Dans les camps, "les besoins en matière de santé restent énormes et l'aide humanitaire est insuffisante", a confirmé Médecins sans frontières (MSF). "En raison de l'épidémie de gale et de la fermeture de plusieurs centres de santé par manque de fonds, l'afflux de patients dans l'un de nos hôpitaux a augmenté de 50 % au cours de l'année 2022", a indiqué l'organisation, notant que "les conditions se sont progressivement détériorées d'année en année".
"Les gens continuent de vivre dans des conditions de surpeuplement, dans des structures non permanentes et exposées aux incendies et aux catastrophes naturelles, sans possibilité de se déplacer vers des zones plus sûres et de construire des maisons. Ces dernières années, nous avons constaté une détérioration de l'état de santé de la population rohingya, en raison des mauvaises conditions de vie qu'elle est contrainte d'endurer", explique MSF. En 2023, note l'ONG, il y a "une véritable urgence sanitaire", avec la plus forte augmentation hebdomadaire de patients atteints de choléra depuis 2017, tandis que déjà en 2022, les cas de dengue ont été multipliés par dix par rapport à l'année précédente. MSF prévient que la maternité et l'hôpital pour enfants gérés par l'organisation ont également déjà atteint leur capacité maximale en termes de nombre d'admissions.
"Les camps étaient censés être une solution temporaire, mais après six ans, ils continuent d'être le seul lieu d'hébergement pour ces personnes. Si les stratégies d'endiguement inefficaces des pays donateurs ne changent pas, la population rohingya restera extrêmement vulnérable aux épidémies de maladies infectieuses", explique Arunn Jegan, chef de mission de MSF au Bangladesh.
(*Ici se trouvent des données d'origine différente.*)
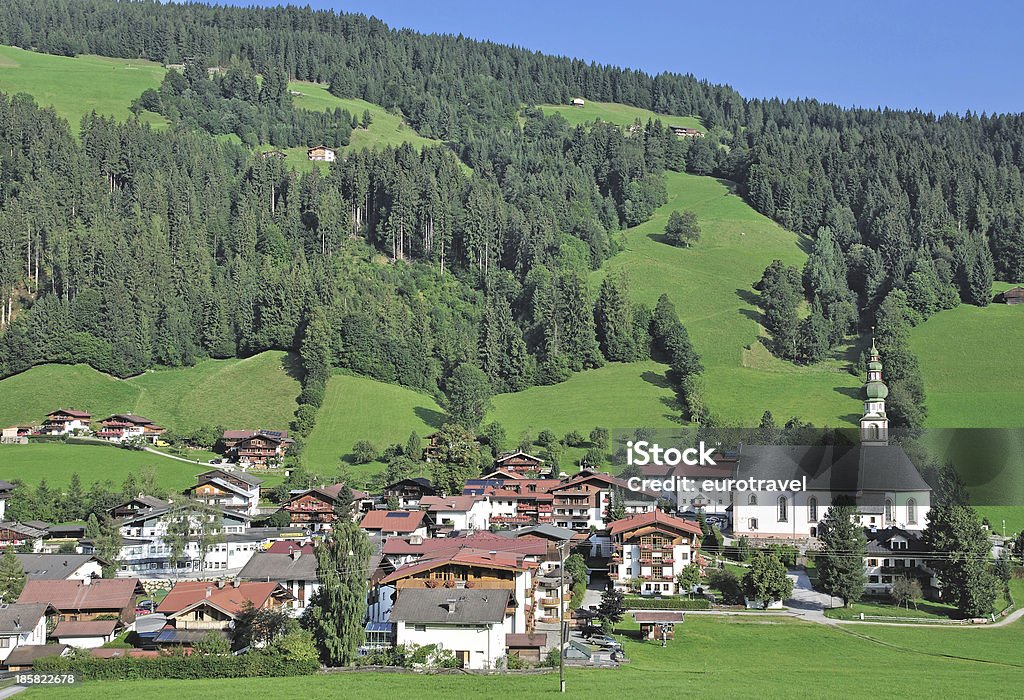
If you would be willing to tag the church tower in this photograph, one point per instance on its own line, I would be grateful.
(875, 423)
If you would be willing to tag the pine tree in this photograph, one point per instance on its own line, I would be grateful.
(955, 531)
(11, 577)
(468, 392)
(613, 318)
(766, 579)
(337, 611)
(612, 607)
(682, 229)
(841, 562)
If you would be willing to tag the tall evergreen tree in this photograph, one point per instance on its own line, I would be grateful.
(841, 562)
(337, 611)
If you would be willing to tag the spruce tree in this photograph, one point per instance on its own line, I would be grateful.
(963, 550)
(613, 318)
(11, 577)
(841, 562)
(337, 611)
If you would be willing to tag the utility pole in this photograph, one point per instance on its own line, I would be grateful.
(561, 615)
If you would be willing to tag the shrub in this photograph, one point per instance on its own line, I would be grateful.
(253, 664)
(639, 603)
(364, 452)
(727, 582)
(573, 439)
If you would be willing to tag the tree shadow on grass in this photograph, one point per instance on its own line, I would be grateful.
(852, 392)
(659, 381)
(434, 419)
(292, 364)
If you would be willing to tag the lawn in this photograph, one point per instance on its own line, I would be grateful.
(74, 87)
(925, 610)
(255, 392)
(26, 398)
(711, 287)
(385, 129)
(970, 360)
(360, 408)
(620, 397)
(624, 115)
(723, 657)
(56, 462)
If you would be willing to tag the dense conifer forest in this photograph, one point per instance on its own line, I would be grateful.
(125, 247)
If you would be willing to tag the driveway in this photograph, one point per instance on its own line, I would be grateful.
(807, 602)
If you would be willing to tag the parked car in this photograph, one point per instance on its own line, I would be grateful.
(605, 642)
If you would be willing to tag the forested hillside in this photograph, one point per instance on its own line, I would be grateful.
(126, 248)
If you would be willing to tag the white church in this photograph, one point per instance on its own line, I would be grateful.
(880, 478)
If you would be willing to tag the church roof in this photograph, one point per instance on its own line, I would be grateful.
(834, 468)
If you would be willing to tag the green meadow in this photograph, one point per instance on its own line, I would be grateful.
(55, 462)
(255, 392)
(615, 114)
(74, 87)
(360, 408)
(711, 286)
(764, 656)
(385, 129)
(970, 359)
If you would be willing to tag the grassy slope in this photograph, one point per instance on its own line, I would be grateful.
(711, 286)
(359, 408)
(385, 129)
(56, 462)
(970, 359)
(614, 396)
(616, 114)
(26, 398)
(75, 87)
(256, 392)
(777, 657)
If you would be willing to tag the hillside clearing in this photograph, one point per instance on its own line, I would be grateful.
(624, 115)
(780, 658)
(255, 392)
(74, 87)
(711, 285)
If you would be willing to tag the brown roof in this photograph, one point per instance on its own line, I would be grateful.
(506, 561)
(535, 640)
(658, 616)
(71, 411)
(392, 521)
(117, 653)
(449, 504)
(84, 628)
(27, 654)
(101, 594)
(230, 599)
(478, 540)
(130, 418)
(653, 518)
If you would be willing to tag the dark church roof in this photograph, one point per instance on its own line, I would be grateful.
(834, 468)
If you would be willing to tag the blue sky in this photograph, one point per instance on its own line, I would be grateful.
(935, 55)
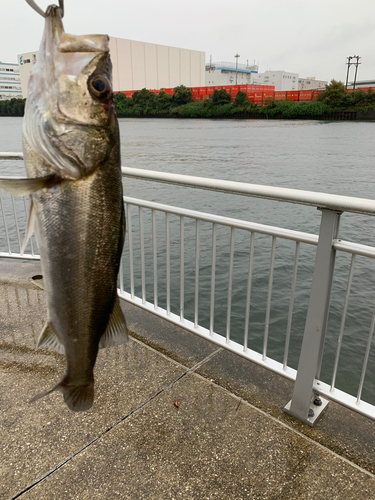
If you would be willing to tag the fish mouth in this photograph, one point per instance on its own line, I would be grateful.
(37, 9)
L'alarme concerne également le financement de l'aide humanitaire : "Au cours des deux dernières années, les fonds alloués par les pays de l'ONU et dont dépendent les vies d'environ un million de Rohingyas ont progressivement diminué", note MSF : "En mars 2023, les rations alimentaires du Programme alimentaire mondial (PAM) ont été réduites de l'équivalent de 12 USD par personne et par mois à 10 USD, puis à 8 USD en juin : Cela a eu un impact majeur sur la malnutrition chez les femmes enceintes et allaitantes et sur la malnutrition aiguë chez les enfants de moins de cinq ans.